When you are overcome with grief because of a death or a huge change in your life that you did not welcome or even see coming, you may need to take some time to come to grips with what has happened and how you are going to move on. Some people deal with grief well, and others need grief help to get on with their lives. If you know someone who has not been the same since a life changing event, or perhaps you feel as if you are stuck in the same spot no matter how much time has passed, this could be something that might be helpful to you or your loved one.
There are different stages of grief, with the last being acceptance. This does not mean that you feel what happened was okay, but you understand that it happened and you have managed to make peace with it. When a person can not get to this stage, they may need grief help to get them over the final hurdle. You may think that a death would be the hardest thing to get over, but that is not always the case. If there are reasons for the death, accepting that it happened is easier than acceptance that your husband ran away with your best friend and kidnapped your children. Each situation is different as is each person dealing with change and pain and grief help may be necessary.

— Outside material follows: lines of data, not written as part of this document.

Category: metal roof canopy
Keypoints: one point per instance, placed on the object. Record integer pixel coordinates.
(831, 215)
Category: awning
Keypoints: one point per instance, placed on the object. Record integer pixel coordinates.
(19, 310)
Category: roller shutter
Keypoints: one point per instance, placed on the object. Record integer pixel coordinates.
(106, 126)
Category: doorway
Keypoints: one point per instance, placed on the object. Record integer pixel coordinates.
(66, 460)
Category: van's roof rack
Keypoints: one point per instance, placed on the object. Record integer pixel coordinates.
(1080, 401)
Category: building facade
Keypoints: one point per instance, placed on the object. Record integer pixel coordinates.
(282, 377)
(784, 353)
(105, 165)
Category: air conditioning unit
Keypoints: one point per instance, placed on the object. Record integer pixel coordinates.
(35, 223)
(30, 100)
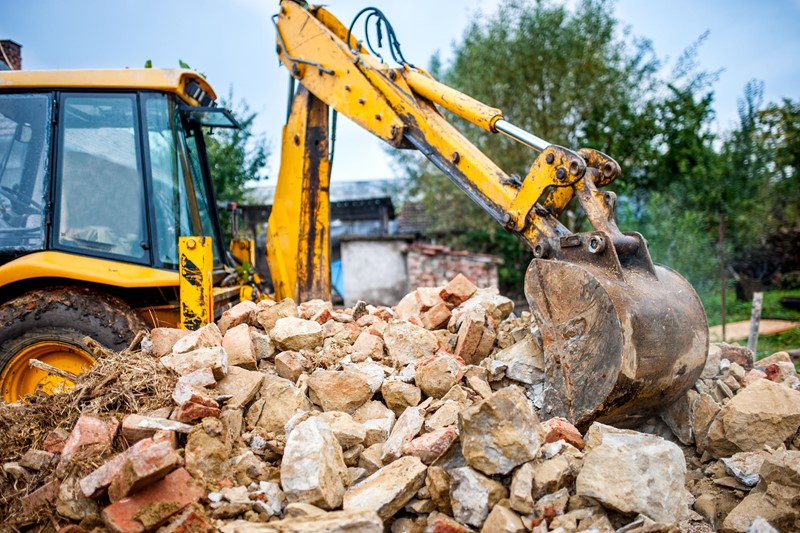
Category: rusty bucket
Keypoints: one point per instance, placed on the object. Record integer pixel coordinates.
(622, 337)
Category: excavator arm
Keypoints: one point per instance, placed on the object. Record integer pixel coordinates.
(622, 336)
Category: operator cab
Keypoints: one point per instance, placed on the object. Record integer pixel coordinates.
(108, 169)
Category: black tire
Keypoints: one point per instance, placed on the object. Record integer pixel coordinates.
(66, 314)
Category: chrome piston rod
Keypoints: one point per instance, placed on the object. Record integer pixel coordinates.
(521, 135)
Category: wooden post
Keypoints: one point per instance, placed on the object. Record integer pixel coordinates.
(755, 320)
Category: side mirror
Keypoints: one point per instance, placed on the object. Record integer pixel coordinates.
(24, 133)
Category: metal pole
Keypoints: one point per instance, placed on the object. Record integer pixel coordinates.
(755, 320)
(722, 268)
(521, 135)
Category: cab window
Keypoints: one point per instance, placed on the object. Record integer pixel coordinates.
(24, 149)
(101, 186)
(171, 206)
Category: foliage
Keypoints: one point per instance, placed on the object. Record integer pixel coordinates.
(566, 76)
(236, 156)
(573, 78)
(736, 310)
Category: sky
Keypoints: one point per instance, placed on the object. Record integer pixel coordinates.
(232, 42)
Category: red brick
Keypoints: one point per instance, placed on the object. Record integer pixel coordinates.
(55, 440)
(436, 317)
(44, 496)
(470, 335)
(191, 412)
(202, 377)
(72, 528)
(560, 429)
(184, 393)
(427, 297)
(430, 446)
(37, 459)
(151, 507)
(322, 316)
(242, 313)
(416, 321)
(441, 523)
(138, 427)
(458, 290)
(142, 469)
(384, 314)
(189, 521)
(95, 484)
(239, 346)
(209, 336)
(91, 435)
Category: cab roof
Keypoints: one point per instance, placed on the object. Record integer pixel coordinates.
(169, 80)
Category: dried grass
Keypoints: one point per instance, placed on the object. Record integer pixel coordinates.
(119, 384)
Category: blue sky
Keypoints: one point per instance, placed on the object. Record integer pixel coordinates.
(233, 44)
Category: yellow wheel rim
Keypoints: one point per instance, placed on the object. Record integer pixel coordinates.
(18, 379)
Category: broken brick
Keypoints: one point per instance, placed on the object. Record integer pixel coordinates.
(163, 339)
(138, 427)
(560, 429)
(436, 317)
(141, 469)
(458, 290)
(151, 507)
(44, 496)
(239, 346)
(242, 313)
(91, 435)
(192, 412)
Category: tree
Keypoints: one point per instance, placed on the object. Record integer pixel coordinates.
(565, 76)
(236, 156)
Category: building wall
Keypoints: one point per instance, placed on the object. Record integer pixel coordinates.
(434, 266)
(374, 271)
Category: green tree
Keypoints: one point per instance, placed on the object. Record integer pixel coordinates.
(237, 156)
(566, 76)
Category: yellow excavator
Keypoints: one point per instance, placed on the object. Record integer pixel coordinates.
(622, 336)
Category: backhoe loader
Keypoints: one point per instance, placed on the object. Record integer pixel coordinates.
(622, 336)
(101, 173)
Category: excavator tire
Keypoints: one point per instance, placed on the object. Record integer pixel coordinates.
(50, 325)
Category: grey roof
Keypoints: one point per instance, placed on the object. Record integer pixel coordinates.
(340, 191)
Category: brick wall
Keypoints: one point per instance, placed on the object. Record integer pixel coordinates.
(433, 266)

Death is never easy to deal with, but when someone is older and has lived a full life, it can be much easier to deal with the death of that person. However, when someone dies young, and perhaps leaves young children behind, there may not be much you can do to understand why. Sometimes, there is no why. Things just happen. Even worse is when someone dies because of senseless violence. Grief help is especially useful when it is hard to make sense of something that should never have happened.

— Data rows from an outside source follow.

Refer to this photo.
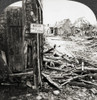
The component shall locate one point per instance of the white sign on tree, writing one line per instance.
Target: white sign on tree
(36, 28)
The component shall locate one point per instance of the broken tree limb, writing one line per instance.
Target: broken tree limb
(21, 74)
(88, 82)
(55, 68)
(50, 60)
(76, 77)
(50, 80)
(88, 69)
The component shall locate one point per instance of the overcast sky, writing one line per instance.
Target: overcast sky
(57, 10)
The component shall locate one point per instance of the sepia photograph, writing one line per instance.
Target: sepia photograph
(48, 50)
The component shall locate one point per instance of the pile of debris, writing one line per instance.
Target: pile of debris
(60, 70)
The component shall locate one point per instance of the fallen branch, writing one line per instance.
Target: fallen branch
(88, 69)
(50, 80)
(76, 77)
(88, 82)
(55, 68)
(21, 74)
(50, 60)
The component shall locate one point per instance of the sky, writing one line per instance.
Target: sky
(58, 10)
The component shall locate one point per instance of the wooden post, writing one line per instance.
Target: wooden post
(33, 16)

Grief is not just about death. Perhaps you have worked your whole life to attain a position in your career only to have it taken away from you. Perhaps you loved your spouse with all that you have, only to find out they are not the person you thought they were. These things can bring about a lot of pain, and often people do not realize they need to grieve for their life the way it was almost as if someone died. In a way, something died, it just was not a person. Grief help in these cases can help someone move on when they seem stuck in holding on to what was rather than dealing with what is now a reality.

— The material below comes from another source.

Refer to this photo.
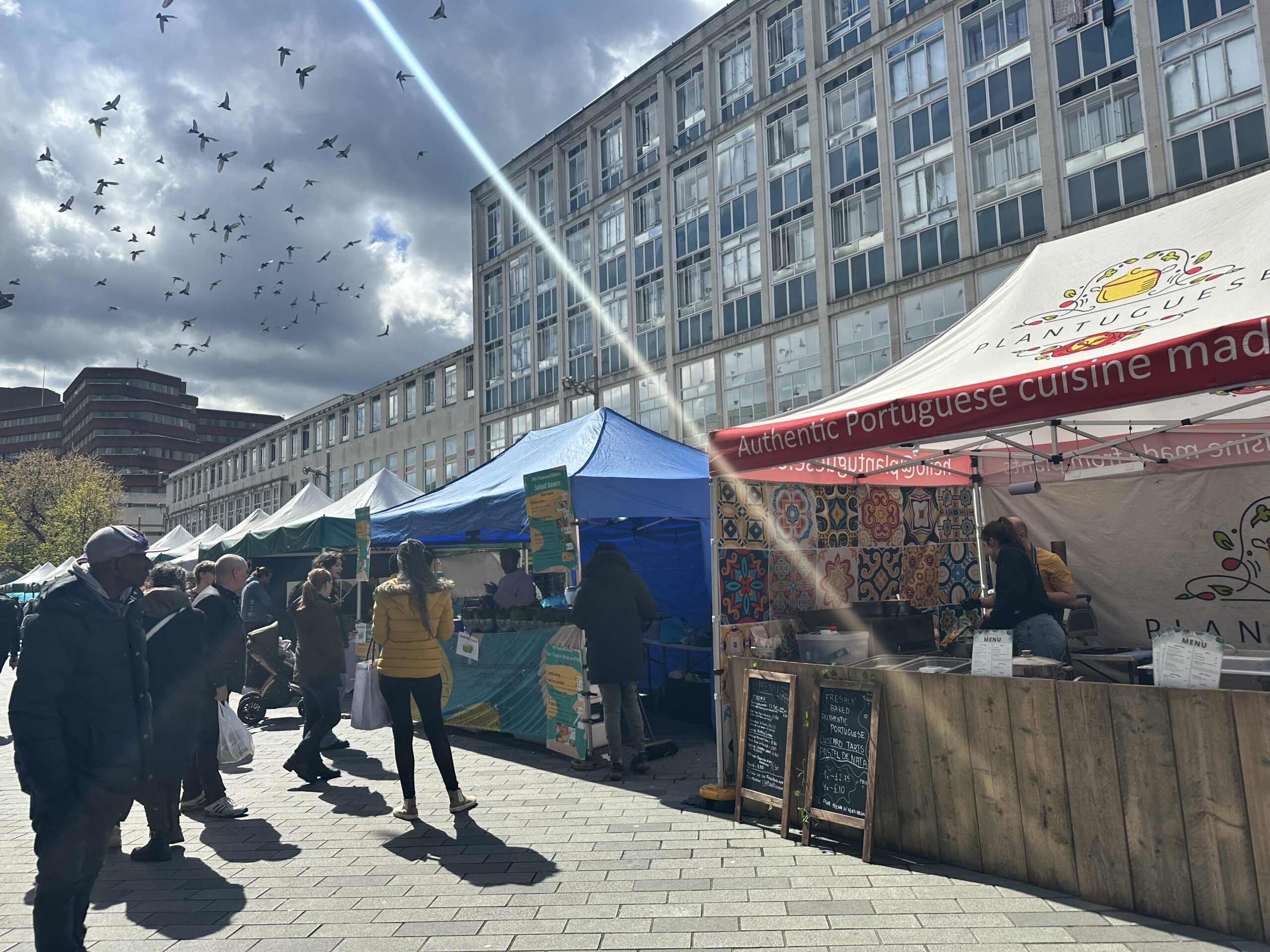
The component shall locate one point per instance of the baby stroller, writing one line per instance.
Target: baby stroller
(271, 668)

There are a few ways you or someone you know can get grief help. One of the most common and most successful ways is to seek out therapy. This is something someone can go to on their own or they can go to group therapy if the situation involves many people. There is nothing wrong with taking this step to get out of the fog and to move on with life. There are also many great groups out there that can offer grief help. These groups are for parents who have lost children, spouses who have been left behind, and just about any other trying situation of which you can think.